Lack of sleep can also cause difficulty in concentrating; reduced ability to cope with stress; Sluggishness during the day; the desire to nap in the afternoon; memory lapses; moodiness; frequent colds and infections; and lack of productivity in work and every day projects.

So before you ditch that extra hour of sleep to dash off a few more emails or finish that project or report you are working on. Or stay up a 1/2 later to watch a TV show or to organize your to do list for the next day. Think about how much easier tomorrow will be if you get that sleep. If you have trouble falling asleep try these tips to help you get back on track.

1) Sleep in complete darkness. Even a small amount of light has been shown to reduce a key sleep hormone called melatonin. Banish the bright lights of your alarm clock and put up some blinds or blackout curtains for your windows.

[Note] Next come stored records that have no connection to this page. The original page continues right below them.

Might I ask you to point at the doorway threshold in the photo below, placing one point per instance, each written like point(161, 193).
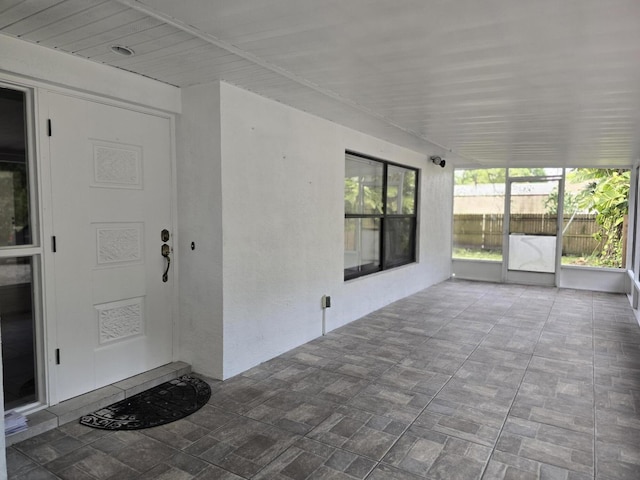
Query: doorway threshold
point(74, 408)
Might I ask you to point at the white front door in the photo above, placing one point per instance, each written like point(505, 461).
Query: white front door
point(111, 198)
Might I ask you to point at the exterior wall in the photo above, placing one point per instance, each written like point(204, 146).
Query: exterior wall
point(283, 224)
point(200, 222)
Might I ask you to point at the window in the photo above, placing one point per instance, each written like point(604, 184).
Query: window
point(380, 215)
point(19, 253)
point(478, 211)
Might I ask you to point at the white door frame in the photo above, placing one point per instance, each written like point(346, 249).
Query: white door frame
point(532, 277)
point(44, 279)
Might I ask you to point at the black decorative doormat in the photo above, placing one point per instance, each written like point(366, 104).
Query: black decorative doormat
point(165, 403)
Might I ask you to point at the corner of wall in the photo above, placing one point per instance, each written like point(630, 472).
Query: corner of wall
point(200, 229)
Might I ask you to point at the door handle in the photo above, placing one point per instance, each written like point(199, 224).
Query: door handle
point(165, 251)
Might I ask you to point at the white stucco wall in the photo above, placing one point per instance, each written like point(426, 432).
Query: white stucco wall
point(283, 222)
point(200, 221)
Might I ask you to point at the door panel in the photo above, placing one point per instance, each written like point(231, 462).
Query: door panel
point(532, 232)
point(111, 184)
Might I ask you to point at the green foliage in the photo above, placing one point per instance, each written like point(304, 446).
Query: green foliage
point(570, 203)
point(606, 194)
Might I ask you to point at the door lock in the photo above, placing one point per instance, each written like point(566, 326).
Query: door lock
point(165, 251)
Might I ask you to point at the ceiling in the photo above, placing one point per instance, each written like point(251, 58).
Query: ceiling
point(490, 83)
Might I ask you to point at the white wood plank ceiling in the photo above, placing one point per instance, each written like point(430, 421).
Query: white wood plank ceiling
point(492, 82)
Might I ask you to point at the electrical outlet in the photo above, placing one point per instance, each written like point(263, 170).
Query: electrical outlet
point(326, 301)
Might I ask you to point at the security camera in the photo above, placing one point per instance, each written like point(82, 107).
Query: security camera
point(438, 160)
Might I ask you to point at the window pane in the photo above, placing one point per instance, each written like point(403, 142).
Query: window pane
point(399, 241)
point(478, 212)
point(17, 322)
point(362, 246)
point(401, 190)
point(363, 186)
point(14, 178)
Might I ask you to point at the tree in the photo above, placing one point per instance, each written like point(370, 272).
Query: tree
point(570, 203)
point(606, 193)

2) Avoid "blue" light leading up to bedtime. Light from your computer screen, TV and most overhead lights is in the blue spectrum. Your brain reads this as mid-day light and it inhibits the hormonal "wind down" before bed. So turn off the electronics an hour before bedtime and keep lights dim.

3) Stay cool. Your bedroom temperature should stay around 70 degrees Fahrenheit. This mimics your body's natural night time temperature and improves sleep quality.

4) Maintain a bedtime ritual. Come up with a ritual or routine that leads up to lights out and stick to it every night. It will help you unwinds and is a signal to the body that sleep is near.

5) Exercise! Yes, exercise. Studies have shown that people who exercise fall asleep faster and stay asleep faster. But try not to exercise right before bedtime.